第639話 中級上位ダンジョンカット! 最奥へ到達!




「すまん。遅くなった」


 臨時講師をした日の放課後。

 一応余裕を持った集合時間に設定しておいたはずだが、俺は30分遅刻していた。

 新しい生徒たちの質問攻めが予想以上に激しかった。


〈育成論〉の内容を吸収しようという意欲は嬉しいのだが、もう〈転職〉まで日が無くて生徒たちが焦っているのだ。この職業ジョブならどんな育成をしたほうが効果的か、の答えを求めてくるので困ったものだ。

 まあ気持ちは分からんでもない。来週はダンジョン週間なのでお休みだから、今日が〈転職〉前の最初で最後の講義だったのだ。俺もそれが分かっているので出来る限り基本的なことを1日で叩き込んであげた。


 俺が披露する〈育成論〉は考え方を伝えるだけ、どう育成するのかは本人次第だ。

 一度決めたら戻せないので、やっぱりこうしておけばよかった、こっちの方が自分に合っていた、なんて言われても困るしな。


 しかし、生徒たちの食いつきは俺の予想を超えてすごかった。

 良いことだ。うむうむ。

 それでも時間をオーバーしているのだからどれだけの賑わいだったのか想像してほしい。

 ちなみに、質問して取り囲んできたのが全員女子だったのは遅れた原因には関係ない。


「相変わらずゼフィルス先生は人気がありますわね」


「うぐ」


 リーナが片手を頬に添えた仕草でにっこりと言う。笑顔に影が掛かっている気がしてちょっと怖い。気のせいだと思いたい。


「もうゼフィルスは私たちの事をこんなに待たせて、後でしっかり清算してもらうんだからね!」


「はいゼフィルス殿、今回ばかりはラナ様の意向に従ってもらいます。――ですがラナ様もあまり欲張りすぎてもいけませんよ?」


「わ、分かっているわ。エステル、ちょうどいい案配を考えましょ?」


 なんだか俺の知らぬところで妙な約束が進行してる!?

 まあ、少しくらいなら付き合おう。


「ぼくはアイテムを見る時間があったので遅れてもらっても問題は無いよ。むしろ今日はもう休みにしないかい?」


「時間が無いので却下だな」


「そんな~」


 ニーコは平常運転だった。

 しかしニーコよ、俺は知っている。

 ニーコはボス部屋に行く道中、〈サンダージャベリン号〉の中でちょろっとアイテムの研究をしていると。

 時間あるやん。少しだけど。


 ニーコの場合、ダンジョンに連れて行くとき道中は〈馬車〉でショートカットする場合がほとんどだ。ニーコの能力はボスで真価を発揮するからな。

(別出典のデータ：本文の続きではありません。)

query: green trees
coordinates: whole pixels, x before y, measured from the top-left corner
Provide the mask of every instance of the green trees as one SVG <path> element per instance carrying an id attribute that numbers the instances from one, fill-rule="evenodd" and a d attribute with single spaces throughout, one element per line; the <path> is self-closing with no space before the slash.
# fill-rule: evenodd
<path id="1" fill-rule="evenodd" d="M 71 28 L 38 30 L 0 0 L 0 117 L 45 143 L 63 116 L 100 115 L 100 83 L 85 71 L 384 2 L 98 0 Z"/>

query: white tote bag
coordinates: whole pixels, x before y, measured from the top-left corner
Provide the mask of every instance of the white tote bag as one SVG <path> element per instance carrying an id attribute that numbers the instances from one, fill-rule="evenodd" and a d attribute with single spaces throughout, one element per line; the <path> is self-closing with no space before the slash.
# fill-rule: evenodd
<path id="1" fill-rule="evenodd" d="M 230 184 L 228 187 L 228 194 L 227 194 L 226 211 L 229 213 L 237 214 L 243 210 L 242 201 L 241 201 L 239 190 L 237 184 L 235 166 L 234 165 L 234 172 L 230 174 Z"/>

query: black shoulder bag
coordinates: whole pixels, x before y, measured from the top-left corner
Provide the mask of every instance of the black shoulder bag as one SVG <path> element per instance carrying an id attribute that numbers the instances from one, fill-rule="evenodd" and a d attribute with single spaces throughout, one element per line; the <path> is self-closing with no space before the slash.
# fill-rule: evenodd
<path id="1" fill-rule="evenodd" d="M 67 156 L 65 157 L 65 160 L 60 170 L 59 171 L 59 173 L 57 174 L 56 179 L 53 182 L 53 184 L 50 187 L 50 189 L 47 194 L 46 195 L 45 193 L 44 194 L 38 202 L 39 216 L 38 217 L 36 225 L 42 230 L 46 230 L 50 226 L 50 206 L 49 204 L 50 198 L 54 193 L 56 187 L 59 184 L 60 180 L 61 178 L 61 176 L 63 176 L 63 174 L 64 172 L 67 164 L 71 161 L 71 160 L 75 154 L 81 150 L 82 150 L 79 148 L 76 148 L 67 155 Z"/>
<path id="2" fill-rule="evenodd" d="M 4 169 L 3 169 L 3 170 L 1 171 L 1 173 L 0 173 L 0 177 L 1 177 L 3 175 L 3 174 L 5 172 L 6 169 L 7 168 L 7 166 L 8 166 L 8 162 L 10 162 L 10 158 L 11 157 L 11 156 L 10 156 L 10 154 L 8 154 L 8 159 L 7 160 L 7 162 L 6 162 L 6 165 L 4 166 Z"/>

 だから地味にアイテムの研究時間は有ったりすることを俺は知っている。


 とりあえずリーナの機嫌を宥めつつ、今日も〈鎧獣よろいじゅう鉄野てつのダンジョン〉の最奥を目指す。

 昨日登録した20層にショートカットした。


「あ、ボスが復活しているわね」


「今日はスルーだ。エステル、頼む」


「はい。『オーバードライブ』!」


 20層フィールドボス、〈猪鎧獣・ドンファング〉が復活していたがこれは今日スルーして進む。

 ボスがこちらに気が付いたがもう遅い。というよりショートカット転移陣が入口門の近くにあるせいで走ればフィールドボスと戦わなくて済むのだ。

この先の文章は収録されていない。